Hayden Halter, then a freshman wrestler for Burlington High School, has his hand raised in February 2018 by a referee after his victory en route to the 106-pound state championship at the Kohl Center in Madison. Now a sophomore at Waterford Union High School, Halter was faced with a suspension after receiving two unsportsmanlike penalties during the Southern Lakes Conference championship match on Feb. 2. A Wisconsin judge overturned his suspension after his parents took legal action, worrying referees and the state's athletic association that officiating decisions could be undermined by courts. (Amber Arnold/The Journal Times via AP)

Hayden Halter, then a freshman wrestler for Burlington High School, has his hand raised in February 2018 by a referee after his victory en route to the 106-pound state championship at the Kohl Center in Madison. Now a sophomore at Waterford Union High School, Halter was faced with a suspension after receiving two unsportsmanlike penalties during the Southern Lakes Conference championship match on Feb. 2. A Wisconsin judge overturned his suspension after his parents took legal action, worrying referees and the state’s athletic association that officiating decisions could be undermined by courts. (Amber Arnold/The Journal Times via AP)
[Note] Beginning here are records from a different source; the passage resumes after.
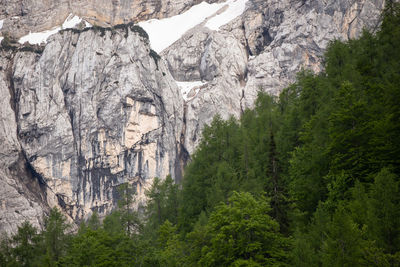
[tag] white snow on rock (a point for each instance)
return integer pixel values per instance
(41, 37)
(165, 32)
(234, 10)
(186, 87)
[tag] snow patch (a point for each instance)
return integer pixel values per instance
(41, 37)
(164, 32)
(234, 10)
(186, 88)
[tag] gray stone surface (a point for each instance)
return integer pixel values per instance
(22, 16)
(95, 109)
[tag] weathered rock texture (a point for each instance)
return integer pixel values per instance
(97, 108)
(261, 50)
(22, 16)
(93, 111)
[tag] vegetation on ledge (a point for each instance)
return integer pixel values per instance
(311, 178)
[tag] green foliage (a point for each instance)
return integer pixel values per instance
(307, 179)
(243, 234)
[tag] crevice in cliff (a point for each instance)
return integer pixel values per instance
(34, 184)
(182, 155)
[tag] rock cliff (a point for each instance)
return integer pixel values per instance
(95, 108)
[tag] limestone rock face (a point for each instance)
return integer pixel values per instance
(97, 108)
(39, 15)
(261, 50)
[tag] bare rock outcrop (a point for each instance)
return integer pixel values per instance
(261, 50)
(94, 110)
(22, 16)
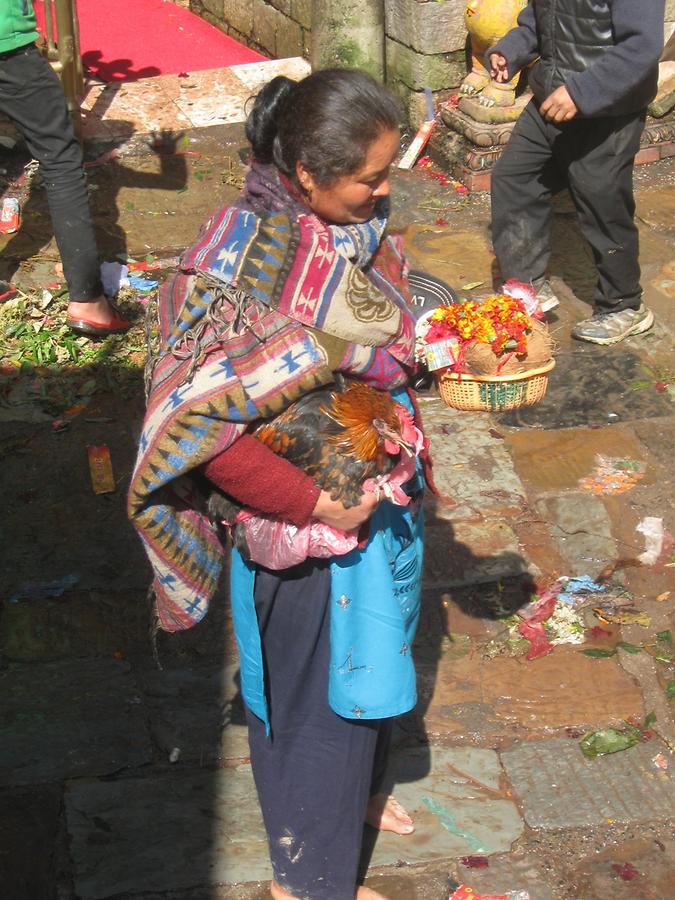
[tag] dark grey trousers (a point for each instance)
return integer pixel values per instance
(31, 96)
(316, 771)
(593, 158)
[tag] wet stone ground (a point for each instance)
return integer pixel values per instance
(121, 780)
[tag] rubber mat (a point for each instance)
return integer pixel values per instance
(124, 40)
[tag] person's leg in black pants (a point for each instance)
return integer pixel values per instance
(599, 157)
(524, 180)
(32, 97)
(313, 773)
By IVAN MORENO, Associated Press

MILWAUKEE (AP) — A Wisconsin judge overturned a high school wrestler’s suspension for unsportsmanlike conduct after the student’s parents took legal action, worrying referees and the state’s athletic association that officiating decisions could be undermined by courts.
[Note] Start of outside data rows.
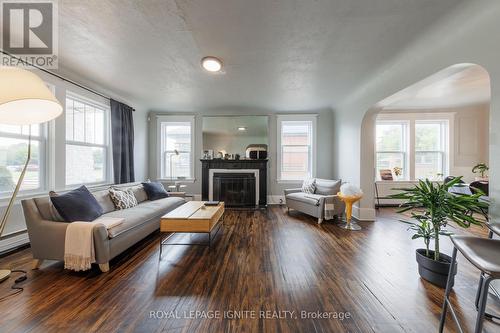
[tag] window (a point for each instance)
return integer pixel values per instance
(391, 146)
(13, 154)
(416, 143)
(430, 148)
(87, 142)
(176, 137)
(296, 142)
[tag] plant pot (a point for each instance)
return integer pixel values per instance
(436, 272)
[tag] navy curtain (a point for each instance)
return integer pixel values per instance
(122, 131)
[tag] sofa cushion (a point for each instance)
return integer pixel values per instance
(76, 205)
(309, 185)
(311, 199)
(155, 190)
(143, 213)
(123, 199)
(140, 193)
(47, 209)
(327, 187)
(104, 200)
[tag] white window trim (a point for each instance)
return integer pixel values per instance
(406, 144)
(295, 117)
(108, 172)
(412, 118)
(42, 163)
(174, 118)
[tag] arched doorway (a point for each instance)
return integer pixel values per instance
(459, 94)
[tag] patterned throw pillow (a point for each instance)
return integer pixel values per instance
(309, 186)
(123, 199)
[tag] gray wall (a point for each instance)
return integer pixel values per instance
(324, 135)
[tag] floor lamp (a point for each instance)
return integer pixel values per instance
(24, 100)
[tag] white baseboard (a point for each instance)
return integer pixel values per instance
(275, 199)
(364, 214)
(11, 243)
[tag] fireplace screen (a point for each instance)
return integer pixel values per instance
(235, 189)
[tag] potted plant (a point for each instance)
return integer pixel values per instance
(481, 168)
(432, 208)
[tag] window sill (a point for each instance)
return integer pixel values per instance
(283, 181)
(414, 181)
(168, 180)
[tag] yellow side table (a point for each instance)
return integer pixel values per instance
(349, 201)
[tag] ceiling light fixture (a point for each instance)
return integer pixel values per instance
(211, 64)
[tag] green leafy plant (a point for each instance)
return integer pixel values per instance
(432, 206)
(480, 168)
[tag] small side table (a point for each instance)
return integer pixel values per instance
(349, 201)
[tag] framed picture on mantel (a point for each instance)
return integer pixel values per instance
(386, 174)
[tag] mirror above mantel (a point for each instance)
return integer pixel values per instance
(232, 135)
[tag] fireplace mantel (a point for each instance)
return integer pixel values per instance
(245, 164)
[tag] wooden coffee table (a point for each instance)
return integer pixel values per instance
(192, 217)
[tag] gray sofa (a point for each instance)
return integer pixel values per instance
(314, 204)
(47, 231)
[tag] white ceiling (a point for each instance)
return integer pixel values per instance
(277, 54)
(457, 85)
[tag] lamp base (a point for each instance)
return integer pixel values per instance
(350, 226)
(4, 274)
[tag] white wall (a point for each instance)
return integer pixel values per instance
(469, 126)
(324, 158)
(465, 36)
(14, 233)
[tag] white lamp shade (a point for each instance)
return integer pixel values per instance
(25, 99)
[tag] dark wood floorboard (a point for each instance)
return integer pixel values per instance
(261, 261)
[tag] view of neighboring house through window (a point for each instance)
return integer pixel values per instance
(391, 146)
(297, 152)
(430, 149)
(176, 137)
(87, 142)
(419, 146)
(13, 154)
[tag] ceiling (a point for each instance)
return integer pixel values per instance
(277, 54)
(457, 85)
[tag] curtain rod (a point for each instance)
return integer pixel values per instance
(58, 76)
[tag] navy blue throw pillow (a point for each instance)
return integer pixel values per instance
(155, 190)
(76, 205)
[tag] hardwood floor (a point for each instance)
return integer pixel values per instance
(261, 261)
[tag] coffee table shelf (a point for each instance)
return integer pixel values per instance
(192, 217)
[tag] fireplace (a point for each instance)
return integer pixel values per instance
(242, 182)
(235, 189)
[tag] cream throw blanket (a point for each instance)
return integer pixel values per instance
(79, 252)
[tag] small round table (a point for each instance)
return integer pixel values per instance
(349, 201)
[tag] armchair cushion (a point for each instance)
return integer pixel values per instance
(311, 199)
(327, 187)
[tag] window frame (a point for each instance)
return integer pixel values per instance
(42, 139)
(444, 150)
(160, 119)
(444, 118)
(106, 145)
(405, 144)
(279, 151)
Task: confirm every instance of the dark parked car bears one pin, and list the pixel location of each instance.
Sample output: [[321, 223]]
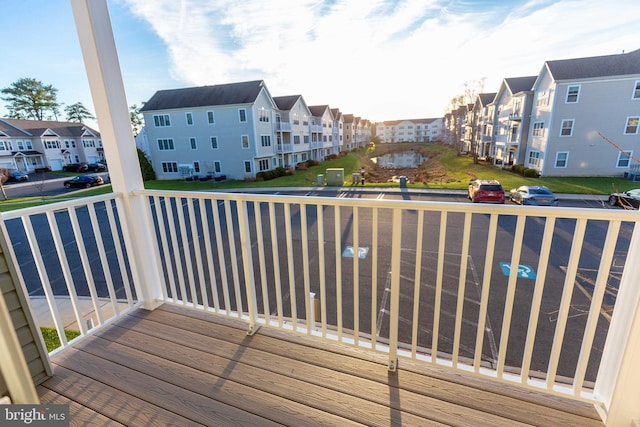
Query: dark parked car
[[76, 167], [84, 181], [533, 195], [628, 199], [18, 176], [96, 167], [486, 191]]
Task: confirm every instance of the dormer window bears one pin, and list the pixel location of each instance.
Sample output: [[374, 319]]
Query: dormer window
[[573, 93]]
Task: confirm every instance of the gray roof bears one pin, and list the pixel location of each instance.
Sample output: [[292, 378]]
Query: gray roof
[[39, 127], [318, 110], [202, 96], [286, 102], [487, 98], [520, 84], [596, 66]]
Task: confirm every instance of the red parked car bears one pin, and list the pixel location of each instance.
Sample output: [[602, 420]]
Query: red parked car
[[486, 191]]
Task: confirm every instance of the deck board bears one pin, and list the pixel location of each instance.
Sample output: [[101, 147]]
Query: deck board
[[176, 366]]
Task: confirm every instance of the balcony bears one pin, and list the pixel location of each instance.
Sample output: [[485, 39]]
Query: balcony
[[283, 126], [223, 308], [285, 148]]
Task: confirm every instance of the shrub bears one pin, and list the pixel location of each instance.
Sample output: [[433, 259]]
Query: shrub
[[272, 174], [518, 169]]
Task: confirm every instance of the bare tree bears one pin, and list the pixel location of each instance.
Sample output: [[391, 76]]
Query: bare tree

At issue is a Feb. 2 wrestling contest in which the victor was suspended for one match for arguing with a referee and “primping” and showing off his muscles after he won, according to Barry Mano, president of the National Association of Sports Officials.
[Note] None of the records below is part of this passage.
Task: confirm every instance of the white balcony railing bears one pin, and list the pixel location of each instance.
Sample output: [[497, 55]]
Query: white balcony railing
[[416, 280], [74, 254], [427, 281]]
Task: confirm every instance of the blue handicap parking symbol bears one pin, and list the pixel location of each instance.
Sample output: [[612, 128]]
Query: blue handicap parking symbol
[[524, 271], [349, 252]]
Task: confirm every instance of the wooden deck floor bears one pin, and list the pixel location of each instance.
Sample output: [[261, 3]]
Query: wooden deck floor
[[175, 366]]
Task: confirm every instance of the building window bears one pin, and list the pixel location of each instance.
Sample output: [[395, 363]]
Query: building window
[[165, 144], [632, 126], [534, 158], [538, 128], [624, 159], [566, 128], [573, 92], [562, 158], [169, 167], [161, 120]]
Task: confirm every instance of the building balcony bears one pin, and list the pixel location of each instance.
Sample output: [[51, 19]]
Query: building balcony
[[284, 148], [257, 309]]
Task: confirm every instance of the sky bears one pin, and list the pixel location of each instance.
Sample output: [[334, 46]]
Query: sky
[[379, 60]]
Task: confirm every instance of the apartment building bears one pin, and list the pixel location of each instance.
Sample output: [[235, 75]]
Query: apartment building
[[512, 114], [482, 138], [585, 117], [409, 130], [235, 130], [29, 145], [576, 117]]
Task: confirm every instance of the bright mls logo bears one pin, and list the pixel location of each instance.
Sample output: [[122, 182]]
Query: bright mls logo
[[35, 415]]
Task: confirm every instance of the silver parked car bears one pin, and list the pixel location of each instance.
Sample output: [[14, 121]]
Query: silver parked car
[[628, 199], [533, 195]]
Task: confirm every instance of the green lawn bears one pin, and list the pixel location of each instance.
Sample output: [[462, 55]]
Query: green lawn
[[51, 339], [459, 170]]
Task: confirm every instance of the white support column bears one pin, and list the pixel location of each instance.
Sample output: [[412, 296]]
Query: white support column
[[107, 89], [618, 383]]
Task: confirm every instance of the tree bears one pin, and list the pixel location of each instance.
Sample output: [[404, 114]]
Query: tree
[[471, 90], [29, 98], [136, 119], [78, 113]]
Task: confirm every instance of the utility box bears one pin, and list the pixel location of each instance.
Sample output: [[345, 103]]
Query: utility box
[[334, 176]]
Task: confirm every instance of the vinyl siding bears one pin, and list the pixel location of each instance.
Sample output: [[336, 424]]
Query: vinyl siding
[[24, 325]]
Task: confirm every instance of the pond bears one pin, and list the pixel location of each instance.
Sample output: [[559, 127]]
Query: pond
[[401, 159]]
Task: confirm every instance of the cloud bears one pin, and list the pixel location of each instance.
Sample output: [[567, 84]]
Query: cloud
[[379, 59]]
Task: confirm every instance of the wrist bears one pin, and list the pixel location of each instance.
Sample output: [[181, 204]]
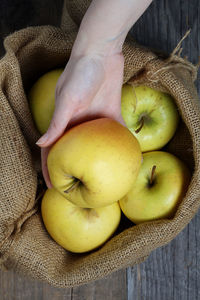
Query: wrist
[[89, 44]]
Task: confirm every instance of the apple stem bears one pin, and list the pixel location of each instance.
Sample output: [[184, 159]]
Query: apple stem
[[141, 125], [152, 175], [73, 186]]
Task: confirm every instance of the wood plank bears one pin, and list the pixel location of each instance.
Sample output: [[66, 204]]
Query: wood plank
[[110, 287], [16, 287]]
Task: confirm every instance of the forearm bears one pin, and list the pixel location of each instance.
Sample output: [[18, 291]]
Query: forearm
[[106, 24]]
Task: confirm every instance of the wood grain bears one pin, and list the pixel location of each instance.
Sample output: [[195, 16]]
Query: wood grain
[[173, 271]]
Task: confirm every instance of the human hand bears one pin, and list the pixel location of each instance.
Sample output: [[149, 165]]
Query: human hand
[[89, 88]]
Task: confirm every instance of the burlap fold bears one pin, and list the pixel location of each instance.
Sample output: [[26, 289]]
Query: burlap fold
[[25, 245]]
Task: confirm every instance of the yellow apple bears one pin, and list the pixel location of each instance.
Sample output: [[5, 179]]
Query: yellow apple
[[95, 163], [42, 99], [151, 115], [161, 184], [75, 228]]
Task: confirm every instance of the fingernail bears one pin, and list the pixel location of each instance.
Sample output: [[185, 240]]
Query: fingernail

The suspension of the Waterford High School sophomore Hayden Halter would have caused him to miss a match needed to make it to the state tournament finals.

Halter’s parents disagreed with the suspension. Since the Wisconsin Interscholastic Athletic Association doesn’t allow appeals, they took their case to court in Racine County.

There, Judge Michael J. Piontek concluded on Friday, after reviewing testimony and a video taken from the bleachers by Halter’s mother, that Halter’s actions hadn’t merited a suspension.

Mano condemned the judge’s ruling, saying he became, in effect, the replay official in a sport that doesn’t allow the use of video to check officials’ calls.

“That’s unprecedented,” he said. “All of a sudden you’re the referee? Have you ever refereed a match, sir? Have you ever been down there on the mat, in the heat of battle, sir?”

The WIAA, which is the organization Halter’s parents challenged in court, said in a statement that officials are “weighing alternative courses of action,” but could not comment further. WIAA can appeal the judge’s ruling.

Mano said WIAA doesn’t allow wrestlers to appeal officials’ calls because appeals would involve too many complications.

“That’s the Pandora’s box. If WIAA gave the right to appeal an officiating call, just imagine where this is going to go,” he said.

Halter is scheduled to compete on Saturday at the Division 1 sectional meet at Horlick High School. If he wins there, he’ll go to the state tournament.